À mon sentiment, le possédé latent devient diable ou quasi-diable, par l’effet d’une sorte d’identification qui n’est qu’une identification apparente, par l’effet d’une sorte d’escamotage d’un corps matériel, de telle façon que ce que l’on voit n’est plus qu’une forme et même une substance l’une et l’autre trompeuses, forme humaine, substance diabolique. Là est le prestige.

Je me suis fait cette opinion en comparant l’œuvre de grand-rite dite expérience de la fluidification et l’œuvre également de grand-rite dite expérience des substitutions.

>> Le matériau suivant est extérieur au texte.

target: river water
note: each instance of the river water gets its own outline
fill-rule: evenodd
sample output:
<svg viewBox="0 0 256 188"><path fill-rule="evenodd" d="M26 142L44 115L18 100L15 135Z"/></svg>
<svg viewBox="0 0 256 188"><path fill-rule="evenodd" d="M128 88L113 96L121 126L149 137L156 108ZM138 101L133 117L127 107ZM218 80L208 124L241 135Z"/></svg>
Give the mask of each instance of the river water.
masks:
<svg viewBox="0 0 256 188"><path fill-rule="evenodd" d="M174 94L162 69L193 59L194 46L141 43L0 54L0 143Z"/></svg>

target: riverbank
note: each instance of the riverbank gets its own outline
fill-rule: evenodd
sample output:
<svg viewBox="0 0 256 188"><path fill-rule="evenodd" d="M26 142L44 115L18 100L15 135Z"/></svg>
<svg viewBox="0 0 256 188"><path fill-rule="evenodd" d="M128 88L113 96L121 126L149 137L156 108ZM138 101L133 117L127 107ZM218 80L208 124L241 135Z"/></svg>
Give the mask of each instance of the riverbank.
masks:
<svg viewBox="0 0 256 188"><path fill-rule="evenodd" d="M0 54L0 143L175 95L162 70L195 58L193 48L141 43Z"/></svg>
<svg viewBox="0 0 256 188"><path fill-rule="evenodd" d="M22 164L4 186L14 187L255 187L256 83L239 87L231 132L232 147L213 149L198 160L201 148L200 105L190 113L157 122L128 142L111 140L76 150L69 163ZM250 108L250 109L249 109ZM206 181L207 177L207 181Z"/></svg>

Que le lecteur veuille bien examiner avec moi ces deux expériences : une contradiction flagrante le frappera tout de suite. Pour la traversée du mur, Sophia prétend qu’il est nécessaire, indispensable qu’elle soit entièrement nue ; les vêtements ne se fluidifieraient pas, une simple étoffe empêcherait la réussite de l’opération. Dans la séance des substitutions, au contraire, les vêtements ne constituent plus un obstacle ; elle les garde ; pourtant, le costume qu’elle a au début et à la fin se transforme, en même temps que les divers personnages censément représentés par elle, censément substitués à elle.

Alors ?…

Voyons, le phénomène des substitutions n’est pas celui de la fluidification, si l’on veut ; mais ils sont, qu’on me pardonne le mot, cousins germains ; ils sont même frères jumeaux.

Pour substituer un personnage à un autre, et en même temps un vêtement à un autre, il faut nécessairement volatiliser, j’allais dire fluidifier, le premier personnage avec ses vêtements.

Donc, contradiction flagrante. Pourquoi Sophie, si elle peut, elle, Sophie Walder, se métamorphoser en Alexandre le Grand dans son costume de conquérant macédonien, ne pourrait-elle pas traverser une muraille en toilette de grande maîtresse ? pourquoi son costume ne se fluidifierait-il pas de même que son corps ?…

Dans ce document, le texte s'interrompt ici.